What do dentists say? – patients contract HIV after receiving ‘vampire facials’

Patients contract HIV after receiving 'vampire facials'

Dentists with a special interest in facial aesthetics have spoken out following the news that multiple patients contracted HIV after ‘vampire facial’ treatments.

A report by the Centers for Disease Control and Prevention (CDC) has revealed that at least three women contracted HIV after receiving ‘vampire facials’ at a spa in New Mexico. Vampire facials, also known as platelet-rich plasma (PRP) therapy, increased in popularity after Kim Kardashian revealed that she had undergone the treatment. The process involves drawing the patient’s blood, withdrawing plasma in a centrifuge and injecting it into their face.

In 2018, the CDC became aware of a woman who had tested positive for HIV despite no intravenous drug use, blood transfusions or sexual contact with an infected person. Her only needle usage was a PRP treatment at the New Mexico spa. This prompted a CDC investigation which revealed the spa was unlicensed and used ‘multiple unsafe infection control practices’.

Hazards in the spa included ‘unlabelled tubes of blood and medical injectables’ stored in a fridge alongside food and ‘unwrapped syringes’ throughout the premises. No autoclave was found at the site and disposable equipment was being cleaned with alcohol and reused.

With facial aesthetics becoming an increasingly popular offering in dental practices, we heard from two dentists with expertise in aesthetics about this case.

Sally Rayment, prosthodontist and owner of facial aesthetics clinic

While this story is utterly horrifying, I would not expect any registered medical professional (doctor, dentist or registered general nurse) carrying out aesthetic treatments in the UK to practice in this manner.

The field of aesthetics in the UK is largely unregulated, however the registered individuals carrying out the procedures are highly trained in and skilled with cross-infection control protocols. 

As clinicians with medical backgrounds, we are, of course, comfortable talking to our patients about our procedures and protocols, and can allay their fears and concerns over any cross-infection risk, or use of any sub-standard products.

What this story does highlight is any potential risk patients put themselves under when seeking treatments with non-medical aesthetic practitioners who have not received training in cross-infection control, and who cannot obtain products from the regulated pharmacies that we can.

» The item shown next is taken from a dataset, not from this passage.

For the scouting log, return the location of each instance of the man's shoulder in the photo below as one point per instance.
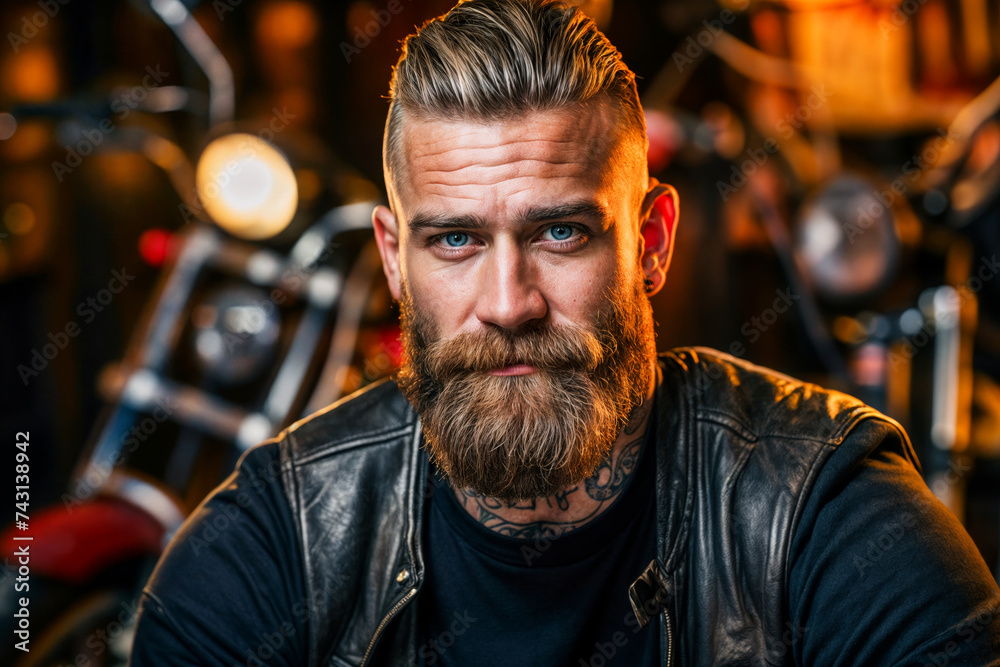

It is our role to help educate the public of the importance of ensuring that their practitioner is appropriately trained before going ahead with any aesthetic procedure.

Alaa Ati, dentist with special interest in facial aesthetics

This investigation found that three women contracted HIV after receiving vampire facials in an unregulated clinic in New Mexico, US. Without a doubt, this highlights the importance of robust regulation within this industry.

I cannot emphasise enough the importance of seeing a regulated medical professional who is adequately trained when considering such treatments. This ensures that the treating clinician is qualified to undertake the specific treatment and is insured and licensed. This will also mean that the treatment is carried out safely and ethically, and cross-infection protocols are adhered to. They will also be trained to support and manage the patient should a complication take place.

In the case of the investigation above, the report showed that this unregulated clinic was not storing blood vials safely or labelling them correctly as well as re-using blood vials between different patients.

Any treatment can be deemed unsafe if it is administered by someone who is is not trained and licensed in an unregulated setting. PRP injections (also known as the vampire facial) is considered to be an effective and safe treatment to help manage various skin concerns. However, the key is to ensure that these treatments are only undertaken by qualified and licensed medical professionals in a regulated clinic such as CQC (care quality commission) regulated practices.